Caros leitores, estou de regresso a Moscovo, mas não podia deixar de relatar uma experiência única em Kiev, a que está ligada a caricatura publicada.
O jornalista Savik Schuster, que fez dos melhores programas políticos da televisão russa enquanto na Rússia existia liberdade de expressão e, depois, mudou-se para a Ucrânia, onde pode continuar a fazer o seu trabalho, convidou-me para eu participar no seu talk-show político "Schuster Live", transmitido na sexta-feira à noite no canal televisivo Ukraina.
A Ucrânia tem realmente coisas únicas e uma delas é o grande interesse da população por programas televisivos sobre a vida política do país. O programa citado e outro talk-show no canal televisivo Inter prendem a atenção de 48% dos espectadores. E isto é ainda mais extraordinário se tivermos em conta que o programa da Inter tem uma duração de três horas e o da Ukraina cerca de quatro horas e meia.
Claro que aceitei o convite e não fiquei arrependido. Ao contrário da unanimidade dos canais de televisão russa, claramente imposta pelo Kremlin, na Ucrânia ainda é possível discutir todos os problemas nacionais e internacionais abertamente, embora, por vezes, sem as mais elementares regras de respeito pelos interlocutores.
Savik Schuster reuniu no estúdio cem representantes da opinião pública ucraniana, três embaixadores de países da UE (República Checa, Hungria e Lituânia), numerosos deputados e outras figuras políticas proeminentes da política ucraniana, bem como jornalistas e especialistas. O objectivo era discutir a "guerra do gás" entre a Ucrânia e a Rússia.
Ia-me esquecendo de dizer que a Rússia estava representada por Boris Nemtsov, antigo ministro da Energia de governos do Presidente Ieltsin, e pelo dirigente nacional-palhaço Vladimir Jirinovski (via satélite).
Os diplomatas da UE foram um reflexo bastante real da política, ou melhor, da falta de uma política concertada de Bruxelas no campo da energia, prometendo soluções apenas para o futuro.
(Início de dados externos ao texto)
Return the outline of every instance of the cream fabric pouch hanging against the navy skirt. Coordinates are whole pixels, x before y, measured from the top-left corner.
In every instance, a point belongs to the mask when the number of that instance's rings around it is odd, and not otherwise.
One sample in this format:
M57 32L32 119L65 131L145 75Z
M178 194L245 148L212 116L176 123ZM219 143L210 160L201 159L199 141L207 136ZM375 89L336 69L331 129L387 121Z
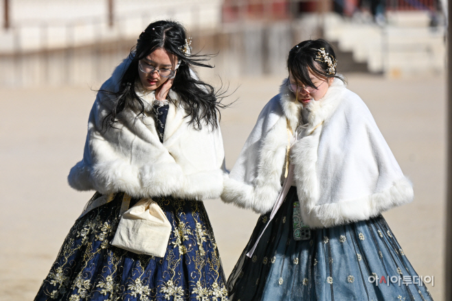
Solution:
M168 247L171 224L151 198L139 200L122 215L111 245L134 252L163 257Z

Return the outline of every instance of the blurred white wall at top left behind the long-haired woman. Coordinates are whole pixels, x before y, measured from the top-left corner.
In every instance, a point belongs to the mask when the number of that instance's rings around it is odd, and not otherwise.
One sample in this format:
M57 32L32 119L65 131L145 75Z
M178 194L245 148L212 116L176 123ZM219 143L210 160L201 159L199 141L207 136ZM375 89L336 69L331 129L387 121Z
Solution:
M112 28L108 25L106 0L10 0L12 28L0 30L0 53L134 38L158 19L176 19L189 31L214 29L221 25L222 3L222 0L114 0ZM3 16L3 11L0 14Z

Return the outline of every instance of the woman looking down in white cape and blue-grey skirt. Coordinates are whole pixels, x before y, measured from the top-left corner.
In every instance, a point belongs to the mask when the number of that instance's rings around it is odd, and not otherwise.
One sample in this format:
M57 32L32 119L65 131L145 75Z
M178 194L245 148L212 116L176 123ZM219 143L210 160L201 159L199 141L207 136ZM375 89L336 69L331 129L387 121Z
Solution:
M431 300L381 215L411 182L336 64L325 40L291 49L225 180L225 202L261 214L230 300Z

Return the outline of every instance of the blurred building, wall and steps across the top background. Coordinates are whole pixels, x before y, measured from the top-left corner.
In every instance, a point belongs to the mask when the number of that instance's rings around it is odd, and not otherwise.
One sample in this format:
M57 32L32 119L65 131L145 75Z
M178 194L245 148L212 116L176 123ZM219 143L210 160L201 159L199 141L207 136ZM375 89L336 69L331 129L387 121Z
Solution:
M227 77L284 73L306 38L339 71L443 73L446 0L1 0L0 85L101 82L157 19L177 19Z

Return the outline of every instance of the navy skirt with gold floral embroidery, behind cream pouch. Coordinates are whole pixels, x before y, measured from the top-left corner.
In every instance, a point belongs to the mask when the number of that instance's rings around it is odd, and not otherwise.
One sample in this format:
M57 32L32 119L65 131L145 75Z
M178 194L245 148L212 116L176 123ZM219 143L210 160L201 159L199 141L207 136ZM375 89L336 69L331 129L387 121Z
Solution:
M77 219L34 300L227 300L203 202L154 199L172 224L166 254L159 258L109 244L123 195L116 193L111 202Z

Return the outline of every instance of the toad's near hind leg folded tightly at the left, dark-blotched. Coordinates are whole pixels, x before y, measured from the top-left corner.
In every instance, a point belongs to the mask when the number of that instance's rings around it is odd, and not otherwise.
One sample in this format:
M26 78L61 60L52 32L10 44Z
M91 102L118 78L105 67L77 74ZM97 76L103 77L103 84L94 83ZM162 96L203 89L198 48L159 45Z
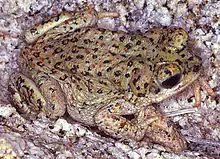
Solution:
M59 84L43 74L35 82L21 73L11 75L9 91L17 110L27 118L34 118L40 112L51 118L62 116L66 101Z

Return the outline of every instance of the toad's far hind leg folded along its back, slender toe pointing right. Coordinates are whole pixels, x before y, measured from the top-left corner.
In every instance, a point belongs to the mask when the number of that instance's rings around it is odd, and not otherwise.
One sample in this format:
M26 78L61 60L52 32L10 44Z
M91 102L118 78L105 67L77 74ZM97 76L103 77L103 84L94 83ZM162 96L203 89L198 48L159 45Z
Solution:
M116 12L96 12L92 6L74 12L62 12L54 17L47 18L41 24L34 26L25 33L25 40L28 43L35 42L40 36L45 34L44 40L62 35L63 33L73 32L76 29L93 26L99 19L119 17Z

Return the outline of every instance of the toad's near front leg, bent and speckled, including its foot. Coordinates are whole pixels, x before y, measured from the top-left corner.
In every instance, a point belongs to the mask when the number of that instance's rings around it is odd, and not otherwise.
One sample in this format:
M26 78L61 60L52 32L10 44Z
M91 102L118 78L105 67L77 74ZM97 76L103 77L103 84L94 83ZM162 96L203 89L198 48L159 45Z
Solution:
M131 114L138 115L133 120L126 119L125 116ZM135 106L131 103L116 100L96 114L95 122L100 130L116 138L136 141L149 138L175 152L186 148L185 139L152 106L137 113Z

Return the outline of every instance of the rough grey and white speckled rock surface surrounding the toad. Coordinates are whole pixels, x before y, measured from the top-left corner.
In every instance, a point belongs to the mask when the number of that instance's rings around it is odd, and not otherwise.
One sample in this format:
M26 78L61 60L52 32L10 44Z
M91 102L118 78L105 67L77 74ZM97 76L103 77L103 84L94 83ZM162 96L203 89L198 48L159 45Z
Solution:
M154 26L181 26L196 41L204 73L217 94L202 92L201 107L193 108L192 89L158 105L179 125L189 142L179 154L151 144L116 141L68 118L45 117L28 121L8 100L7 81L18 71L17 55L24 46L23 32L48 15L74 10L80 0L0 0L0 158L220 158L220 1L218 0L91 0L96 10L116 11L118 19L103 19L102 28L146 32ZM181 110L185 112L178 115Z

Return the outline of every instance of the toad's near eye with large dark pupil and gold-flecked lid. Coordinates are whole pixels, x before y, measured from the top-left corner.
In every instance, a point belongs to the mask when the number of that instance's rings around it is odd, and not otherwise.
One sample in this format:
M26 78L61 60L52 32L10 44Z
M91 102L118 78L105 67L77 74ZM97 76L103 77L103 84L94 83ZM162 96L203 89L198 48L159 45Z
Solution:
M157 81L161 87L169 89L176 86L182 77L180 67L175 64L163 64L158 68Z

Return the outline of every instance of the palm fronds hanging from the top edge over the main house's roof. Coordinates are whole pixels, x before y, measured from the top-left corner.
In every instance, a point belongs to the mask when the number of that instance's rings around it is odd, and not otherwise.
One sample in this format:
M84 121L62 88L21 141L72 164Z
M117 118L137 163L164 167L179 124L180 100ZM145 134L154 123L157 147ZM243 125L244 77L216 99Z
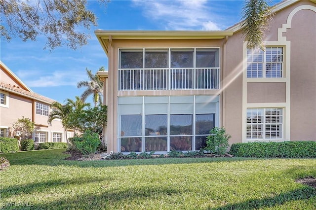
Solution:
M273 17L267 0L245 0L242 8L242 34L249 48L265 50L265 30Z

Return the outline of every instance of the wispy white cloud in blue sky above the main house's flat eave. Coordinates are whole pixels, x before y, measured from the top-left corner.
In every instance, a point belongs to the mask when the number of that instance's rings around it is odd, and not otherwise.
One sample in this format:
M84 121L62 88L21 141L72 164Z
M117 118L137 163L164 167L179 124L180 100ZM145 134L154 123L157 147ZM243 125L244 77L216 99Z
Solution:
M144 16L160 24L163 30L222 30L218 15L207 0L134 0Z

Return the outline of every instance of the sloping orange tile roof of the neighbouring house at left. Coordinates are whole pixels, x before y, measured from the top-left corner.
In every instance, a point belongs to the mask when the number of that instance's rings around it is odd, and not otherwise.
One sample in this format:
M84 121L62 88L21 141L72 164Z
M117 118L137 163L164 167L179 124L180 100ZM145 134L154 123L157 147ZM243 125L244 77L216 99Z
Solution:
M6 90L6 91L9 91L12 93L17 93L19 95L23 95L23 96L31 98L31 99L36 99L36 100L45 102L47 104L52 104L53 102L55 102L55 100L52 100L52 99L47 98L45 96L42 96L38 93L26 91L26 90L23 90L22 88L20 88L19 86L6 84L4 82L0 82L0 89Z

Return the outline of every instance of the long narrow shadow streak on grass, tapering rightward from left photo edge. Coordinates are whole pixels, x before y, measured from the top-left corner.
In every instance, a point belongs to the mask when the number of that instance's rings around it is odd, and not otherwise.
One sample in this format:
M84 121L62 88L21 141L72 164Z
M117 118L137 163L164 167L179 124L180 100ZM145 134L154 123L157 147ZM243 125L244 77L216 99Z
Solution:
M76 177L76 178L63 178L63 179L52 179L49 181L41 181L35 182L30 184L22 184L22 185L15 185L12 187L2 188L1 189L1 198L9 198L14 195L21 195L21 194L31 194L34 191L45 191L48 188L56 188L63 185L72 185L72 184L84 184L84 183L93 183L93 182L100 182L100 181L109 181L113 180L112 177L106 178L97 178L97 177Z

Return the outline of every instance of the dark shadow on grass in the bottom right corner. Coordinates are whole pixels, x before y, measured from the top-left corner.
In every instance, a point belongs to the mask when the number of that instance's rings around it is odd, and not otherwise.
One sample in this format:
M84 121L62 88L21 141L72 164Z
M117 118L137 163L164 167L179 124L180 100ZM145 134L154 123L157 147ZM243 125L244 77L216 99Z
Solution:
M272 208L286 202L295 200L308 200L316 196L316 189L304 186L301 189L281 193L274 197L264 199L251 199L236 204L227 204L223 207L210 208L208 210L257 210L261 208ZM316 207L316 204L315 204Z

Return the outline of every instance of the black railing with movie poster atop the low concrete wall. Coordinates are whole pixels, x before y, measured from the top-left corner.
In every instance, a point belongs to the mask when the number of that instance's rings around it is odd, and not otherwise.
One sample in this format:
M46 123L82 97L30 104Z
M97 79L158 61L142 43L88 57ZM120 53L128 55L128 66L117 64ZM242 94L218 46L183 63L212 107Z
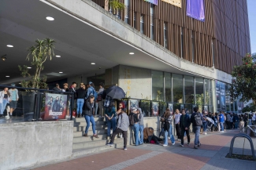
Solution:
M74 106L74 95L72 92L0 85L1 91L5 88L17 89L19 99L16 103L12 103L13 100L11 100L9 102L9 106L4 106L5 104L3 103L0 104L0 107L4 107L4 112L0 114L6 116L5 118L1 118L0 123L58 119L64 120L68 113L70 116L69 119L72 120L72 108ZM15 90L13 91L16 92ZM14 96L16 96L16 94ZM12 117L9 118L7 115L10 116L9 113L12 107L16 109L13 111Z

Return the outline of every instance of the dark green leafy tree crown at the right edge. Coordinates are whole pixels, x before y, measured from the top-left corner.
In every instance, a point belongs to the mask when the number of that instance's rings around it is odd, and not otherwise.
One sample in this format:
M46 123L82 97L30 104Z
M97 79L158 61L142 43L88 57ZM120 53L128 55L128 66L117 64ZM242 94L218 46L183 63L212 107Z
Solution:
M230 87L230 96L232 99L249 102L250 99L256 103L256 63L255 56L247 53L243 57L243 64L235 66L232 70L232 85Z

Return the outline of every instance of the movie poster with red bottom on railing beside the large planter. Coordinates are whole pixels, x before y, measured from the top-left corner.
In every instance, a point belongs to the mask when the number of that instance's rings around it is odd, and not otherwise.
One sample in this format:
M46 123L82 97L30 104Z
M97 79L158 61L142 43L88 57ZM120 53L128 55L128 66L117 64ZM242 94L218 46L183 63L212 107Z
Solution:
M44 120L65 119L67 95L46 93Z

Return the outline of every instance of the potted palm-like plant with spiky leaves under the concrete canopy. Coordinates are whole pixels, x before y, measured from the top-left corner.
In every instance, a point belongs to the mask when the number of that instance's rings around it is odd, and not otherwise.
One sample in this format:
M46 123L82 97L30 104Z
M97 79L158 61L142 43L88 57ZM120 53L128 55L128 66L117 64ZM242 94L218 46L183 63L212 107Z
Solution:
M43 71L43 63L46 60L51 60L54 56L54 40L50 38L45 38L43 40L36 40L35 45L28 48L27 60L32 58L32 66L35 67L35 75L31 76L28 74L28 67L19 67L21 75L31 78L28 81L21 81L21 85L25 88L35 88L35 89L46 89L46 76L40 78L40 73Z

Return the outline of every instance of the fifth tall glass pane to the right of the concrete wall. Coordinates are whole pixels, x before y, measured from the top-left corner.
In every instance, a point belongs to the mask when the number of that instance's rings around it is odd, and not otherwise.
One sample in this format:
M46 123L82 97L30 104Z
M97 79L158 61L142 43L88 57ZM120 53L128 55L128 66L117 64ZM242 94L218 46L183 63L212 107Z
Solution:
M195 102L201 112L204 104L203 78L195 78Z

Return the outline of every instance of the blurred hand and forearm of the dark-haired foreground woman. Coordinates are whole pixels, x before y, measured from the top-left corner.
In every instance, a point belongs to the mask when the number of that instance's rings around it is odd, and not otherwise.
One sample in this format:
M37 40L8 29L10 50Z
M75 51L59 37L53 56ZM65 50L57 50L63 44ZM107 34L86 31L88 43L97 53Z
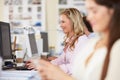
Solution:
M42 80L73 80L72 77L64 73L58 66L45 60L40 60L40 66L36 68Z

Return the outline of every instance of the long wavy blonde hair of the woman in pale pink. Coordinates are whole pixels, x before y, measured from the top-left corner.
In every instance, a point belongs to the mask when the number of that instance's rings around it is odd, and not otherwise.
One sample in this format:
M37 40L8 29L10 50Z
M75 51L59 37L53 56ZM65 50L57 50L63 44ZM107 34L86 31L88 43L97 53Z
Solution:
M63 10L60 15L66 15L68 19L71 20L73 31L74 31L74 39L72 40L71 44L69 45L70 49L74 49L75 42L78 40L79 36L84 34L84 22L81 13L76 8L67 8ZM66 38L64 40L64 43L66 39L68 38L68 34L66 34ZM66 43L65 43L66 46Z

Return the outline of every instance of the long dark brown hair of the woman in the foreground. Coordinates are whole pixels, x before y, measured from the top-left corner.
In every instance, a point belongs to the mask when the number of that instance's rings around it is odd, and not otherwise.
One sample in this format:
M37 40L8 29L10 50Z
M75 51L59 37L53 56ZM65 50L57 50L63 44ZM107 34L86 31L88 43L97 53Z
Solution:
M110 51L116 40L120 38L120 0L95 0L99 5L111 8L114 10L111 22L109 23L109 39L107 45L107 55L104 61L101 80L104 80L107 75L107 70L110 62Z

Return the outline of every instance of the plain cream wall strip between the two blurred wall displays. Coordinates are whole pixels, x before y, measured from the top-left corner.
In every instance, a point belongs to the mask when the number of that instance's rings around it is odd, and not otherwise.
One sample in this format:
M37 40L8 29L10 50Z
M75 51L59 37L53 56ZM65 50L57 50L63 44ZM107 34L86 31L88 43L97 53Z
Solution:
M58 0L47 0L46 9L46 25L49 35L49 46L56 47Z

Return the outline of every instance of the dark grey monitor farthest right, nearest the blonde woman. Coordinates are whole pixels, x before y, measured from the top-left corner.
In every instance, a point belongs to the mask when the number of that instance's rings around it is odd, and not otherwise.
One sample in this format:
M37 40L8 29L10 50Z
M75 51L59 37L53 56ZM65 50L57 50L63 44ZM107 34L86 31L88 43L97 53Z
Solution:
M40 32L41 38L43 39L43 52L48 52L48 33Z

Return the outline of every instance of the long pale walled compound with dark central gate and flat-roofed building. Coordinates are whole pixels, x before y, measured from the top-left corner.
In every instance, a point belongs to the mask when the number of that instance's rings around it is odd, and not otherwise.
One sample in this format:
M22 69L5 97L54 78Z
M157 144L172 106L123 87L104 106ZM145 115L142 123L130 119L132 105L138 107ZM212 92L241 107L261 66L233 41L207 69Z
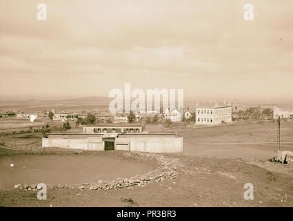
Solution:
M93 126L83 133L49 133L42 146L77 148L89 151L141 151L149 153L178 153L183 151L183 137L176 133L143 132L143 125Z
Quanto às discussões entre os políticos, é difícil transmitir a verdadeira balbúrdia criada, mas ela está reflectida na caricatura acima publicada, obra do conhecido artista ucraniano Vozniuk. Ficou bem claro que os políticos ucranianos colocam os seus interesses pessoais e políticos acima dos interesses do país. Nem sequer o perigo da falência económica e financeira da Ucrânia os faz enterrar o machado de guerra.
Verdade seja dita, fora dos estúdios, os insultos e acusações dão lugar a beijinhos e abraços. Talvez tenha sido por esta razão que os embaixadores da República Checa e da Hungria ficaram indignados quando eu afirmei que "a competência dos dirigentes da UE parece estar ao mesmo nível da competência dos políticos ucranianos", embora tenha sublinhado que "não pretendo ofender ninguém".
Ainda mais indignados ficaram quando afirmei que a UE ainda não tem um sistema de fornecimento e gás único, não obstante ser do domínio público que a Espanha e Portugal, bem como os países do Báltico não estão ligados aos países da Europa Central e do Sul por gasodutos.
O programa terminou de madrugada, com os convidados praticamente esgotados e sem conclusões, ou melhor, apenas com uma conclusão: a sociedade ucraniana está extremamente dividida e não se prevê que as forças políticas decretem tréguas na guerra entre elas para permitir a solução dos graves problemas do país.